Chef Mario Batali and Joe Bastianich are inseparable, two peas in a pod. Since 1998, these two have collectively brought to the foodie community attractive restaurants that showcase the culinary acumen of Chef Batali and Bastianich’s business savvy for what is hip and important to the fine dining culture. Like a fine red wine and a succulent steak, or spaghetti with meatballs, Bastianich and Batali complement each other, creating a harmonious tune that entices anyone with working taste buds.
Born in Seattle, Washington, Chef Batali didn’t start off his career path wanting to be a world renowned chef and creating flavor combinations that would make your salivating mouth leak. He attended Rutgers University to study the histrionic traits of the Golden Age of Spanish Theater. However soon after graduating in 1982, he took his first stab at traditional culinary training at Le Corden Bleu in London in which he withdrew immediately due to a “lack of interest.” He felt that Le Corden Bleu was not for him, and the best way for him to learn was to get elbow deep in a professional kitchen. Clearly this wasn’t the end of the road for Batali, he went on to serve as an assistant in the kitchens of the legendary Chef Marco Pierre White, and for three years he continued his intense training in the Northern Italian village of Borgo Capanne, a small town with a population of 200. Under the watchful eye of Chef White and his unique experience in Borgo Capanne, Chef Batali’s culinary skills catapulted to new heights, and with his newly acquired aptitude of Italian fare, Chef Batali returned to the States and met the other piece of the puzzle that would bring his culinary empire to life, Joe Bastianich.
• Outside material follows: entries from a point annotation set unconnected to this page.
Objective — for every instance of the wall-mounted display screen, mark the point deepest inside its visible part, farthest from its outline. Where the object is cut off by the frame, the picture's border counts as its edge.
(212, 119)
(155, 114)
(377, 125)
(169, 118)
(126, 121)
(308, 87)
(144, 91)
Joe Bastianich, the son of Lidia Bastianich—an American chef specializing in Italian cuisine, as well as an author and restaurateur—revolutionizing the Italian food and wine world. Bastianich introduced people to new restaurants, a retail shop, a winery in Italy, books and more. Partnered with his mother, Joe opened up his first restaurant, Becco, located in New York’s theater-district. Here is where Joe created major buzz with his idea of a “prix fixe” wine list, bringing Becco near the top of the list of hotspots in The Big Apple. Then in 1998, Chef Mario Batali and Bastianich opened up their first restaurant, Babbo Ristorante e Enoteca, their flagship restaurant where Joe’s business expertise and Chef Batali’s traditional Italian skills flourished in an award-winning Greenwich Village dining establishment. Babbo soon attracted critical praise like an astounding three stars from the New York Times and was honored as The Best New Restaurant in America from the James Beard Foundation.
Although Babbo Ristorante e Enoteca quickly climbed the ladder of culinary supremacy, Joe Bastianich and Chef Batali didn’t stop there. The pair opened multiple restaurants since Babbo’s inauguration—Lupa, Esca, Otto Enoteca Pizzeria, Casa Mono, Bar Jamon, Bistro Du Vent, Del Posto, Enoteca San Marco, B&B Restorante, Tarry Lodge, and CARNEVINO. Most of their business ventures showcase Chef Batali’s culinary genius in Italian fare; however they did branch out to provide a slightly different flavor palate by exploring Spanish cuisine in their restaurants Casa Mono and Bar Jamon.
Together they are indeed an unstoppable force within the food world, yet individually, they still continued their personal legacies. Chef Batali is an Iron Chef America alumist, where he frequently battled against challengers in Kitchen Arena. He also hosts the Food Network program, “Molto Mario” where he educates viewers on his philosophy and principles of Italian cuisine. More recently, Chef Batali and NASCAR have teamed up together to create the first ever cook book for NASCAR fans. In the book, Chef Batali gives helpful tips and tricks on how to construct a memorable NASCAR tailgate feast pre and post race. Bastianich ventured to his ancestral grounds of Friuli-Venezia Giulia to build his acclaimed wine estate, Azienda Agricola Bastianich. Soon after, he migrated to Maremma, Tuscany to open the wine estate La Mozza s.r.l. To go along with his excursion into the wine industry, Bastianich teamed up with Babbo’s Beverage Director and journalist David Lynch to write a comprehensive guide to all Italian wines called Vino Italiano. He then paired his award winning book with another, Vino Italino Guide, to help further educate wine afficianados on the delicacies of Italian vintages.
Joseph Bastianich and Chef Mario Batali have enlightened both veteran and novice foodies alike to tastes of not only true Italian cuisine, but dishes that are fundamentally marvelous all the while beguiling the culinary senses. It is a safe bet to consider that these two will continue on showcasing their talents to the food community whether as two peas in a pod or as individuals sprouting their own roots. Rest assured that their end product will be none the least sensational.